It's because arguably in the past (80-90s) the highest value was with the code, and it was it that was jealously guarded. Now the code doesn't have that much value and there are clones of almost everything, and the weight shifted towards the piles of user data. In other words, if I'm motivated enough, I can create a Facebook clone (with less useless functionality but arguably better user experience) in 2-3 months, but I'll never be able to gather a fraction of the user data they managed to get.

2 comments

You can't create a facebook clone in 2-3 months. Facebook is like FacebookOS, it probably has emacs somewhere in there. The size of functionality that FB provides is like a Mammoth (one of the ones standing on a turtle with the world on its back).

Maybe something simpler with some subset of the functionality that some subset of users care about. Your point still stands about taking a long time to suck up the data. Also, now you'll probably get thrown in jail for doing 1% of the shady evil shit FB have done (and continue to do!).

> Facebook is like FacebookOS, it probably has emacs somewhere in there. The size of functionality that FB provides is like a Mammoth (one of the ones standing on a turtle with the world on its back).

I'm aware of that. The question is: how much of this functionality is actually used and appreciated by the users?

> Maybe something simpler with some subset of the functionality that some subset of users care about.

I'd venture to say "the majority of users care about". I did some amateurish research a while ago asking people how they are using FB. Most just scroll the feed, chat via FB, click "like" and occasionally comment; some participate in FB groups. There is a ton of functions rarely used, and some are deliberately broken (for example, FB deliberately removed past birthday notifications to create a sense of urgency to log on more often, and you need a workaround to catch up if you log in less often).

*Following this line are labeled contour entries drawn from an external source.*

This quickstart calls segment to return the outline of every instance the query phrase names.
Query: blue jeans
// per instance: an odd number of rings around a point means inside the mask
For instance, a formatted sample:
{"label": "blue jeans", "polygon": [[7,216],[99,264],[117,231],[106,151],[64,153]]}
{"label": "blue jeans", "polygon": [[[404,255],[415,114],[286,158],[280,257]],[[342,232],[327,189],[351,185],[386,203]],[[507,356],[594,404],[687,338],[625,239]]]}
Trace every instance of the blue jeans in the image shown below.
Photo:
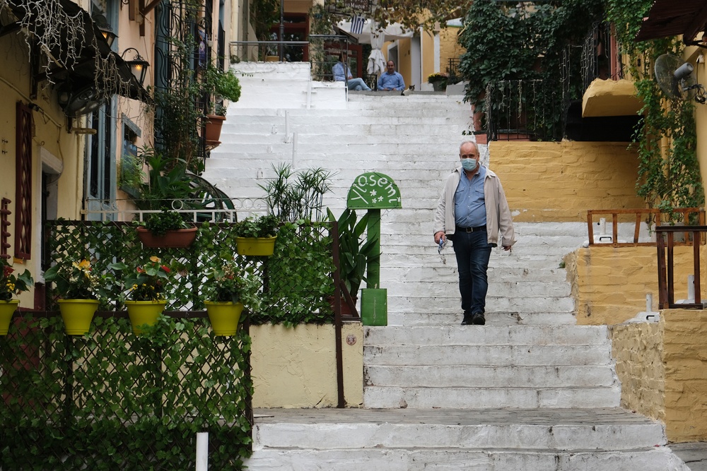
{"label": "blue jeans", "polygon": [[454,254],[459,270],[459,292],[464,313],[484,314],[486,294],[489,290],[489,259],[493,246],[485,230],[476,232],[455,232]]}

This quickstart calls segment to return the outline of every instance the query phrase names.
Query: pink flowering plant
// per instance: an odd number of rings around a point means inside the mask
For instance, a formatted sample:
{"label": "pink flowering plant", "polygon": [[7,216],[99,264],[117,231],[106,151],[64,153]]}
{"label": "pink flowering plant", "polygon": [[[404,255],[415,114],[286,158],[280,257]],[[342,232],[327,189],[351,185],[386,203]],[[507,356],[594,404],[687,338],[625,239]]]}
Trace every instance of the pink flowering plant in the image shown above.
{"label": "pink flowering plant", "polygon": [[122,262],[111,263],[110,268],[127,272],[125,286],[133,301],[165,300],[165,285],[172,270],[159,257],[153,256],[142,266],[134,268]]}
{"label": "pink flowering plant", "polygon": [[204,292],[209,301],[240,302],[251,312],[260,308],[262,282],[252,268],[244,268],[230,260],[206,271]]}
{"label": "pink flowering plant", "polygon": [[45,280],[53,281],[64,299],[100,299],[105,297],[105,277],[93,271],[90,261],[68,260],[45,272]]}
{"label": "pink flowering plant", "polygon": [[0,301],[9,301],[13,294],[19,294],[23,291],[28,291],[33,285],[34,280],[28,270],[16,275],[15,269],[12,268],[6,258],[0,258],[0,267],[2,267],[2,278],[0,278]]}

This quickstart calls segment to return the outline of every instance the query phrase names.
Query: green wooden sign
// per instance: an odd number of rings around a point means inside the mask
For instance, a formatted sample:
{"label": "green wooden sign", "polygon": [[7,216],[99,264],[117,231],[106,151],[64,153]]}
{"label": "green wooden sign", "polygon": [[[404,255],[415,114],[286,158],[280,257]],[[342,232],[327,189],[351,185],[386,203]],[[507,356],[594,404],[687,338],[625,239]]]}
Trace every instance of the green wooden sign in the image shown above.
{"label": "green wooden sign", "polygon": [[390,209],[402,208],[400,190],[393,179],[378,172],[356,177],[349,189],[346,207],[351,209]]}

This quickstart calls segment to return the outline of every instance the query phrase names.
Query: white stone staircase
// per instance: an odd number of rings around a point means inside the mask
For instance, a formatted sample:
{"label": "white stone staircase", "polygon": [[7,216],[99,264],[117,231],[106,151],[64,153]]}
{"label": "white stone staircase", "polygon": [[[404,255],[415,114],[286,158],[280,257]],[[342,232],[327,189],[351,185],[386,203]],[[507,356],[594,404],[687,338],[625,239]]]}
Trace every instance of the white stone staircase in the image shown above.
{"label": "white stone staircase", "polygon": [[363,408],[256,410],[248,469],[687,469],[660,424],[619,407],[607,328],[575,325],[561,263],[585,224],[517,224],[513,251],[491,255],[486,325],[459,325],[453,249],[443,263],[431,221],[470,124],[462,97],[347,102],[337,84],[295,79],[301,68],[273,72],[287,65],[238,64],[243,97],[204,177],[259,198],[273,163],[330,169],[325,205],[338,213],[354,177],[375,170],[398,184],[403,208],[381,217],[389,325],[366,328]]}

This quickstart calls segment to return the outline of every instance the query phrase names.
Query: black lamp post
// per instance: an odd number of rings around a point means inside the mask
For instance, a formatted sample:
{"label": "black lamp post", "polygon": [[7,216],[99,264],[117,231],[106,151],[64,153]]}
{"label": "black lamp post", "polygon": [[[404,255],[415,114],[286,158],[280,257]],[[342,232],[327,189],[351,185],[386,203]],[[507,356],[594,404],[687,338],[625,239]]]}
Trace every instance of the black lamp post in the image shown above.
{"label": "black lamp post", "polygon": [[140,53],[134,47],[129,47],[124,51],[121,55],[124,59],[125,59],[125,53],[128,51],[132,51],[134,52],[132,55],[132,60],[125,60],[125,64],[130,66],[130,71],[132,72],[133,75],[135,76],[135,78],[137,80],[140,85],[145,83],[145,76],[147,76],[147,68],[150,66],[150,63],[142,58]]}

If you actually start using HumHub and compare it to FB, the former is a real pleasure to use. Will it ever have more users? Practically speaking, it's impossible. In any case, my point is not how fast one can create a usable FB clone, but that the code itself is no longer something that need to be jealously guarded.

> I'll never be able to gather a fraction of the user data they managed to get

But they got that user data, though having the code. The code is still the essential bit in the first place. If someone else had had the Facebook code before they did, they could have gotten the data.

Code has become a commodity of sorts, just like construction expertise for build 20 story high rises.

It's a good clean data set to train ML models that is the current proprietary advantage set.

Then there should be a push for anonymous open data sets.
In practice it turns out to be nearly impossible to anonymise data sets.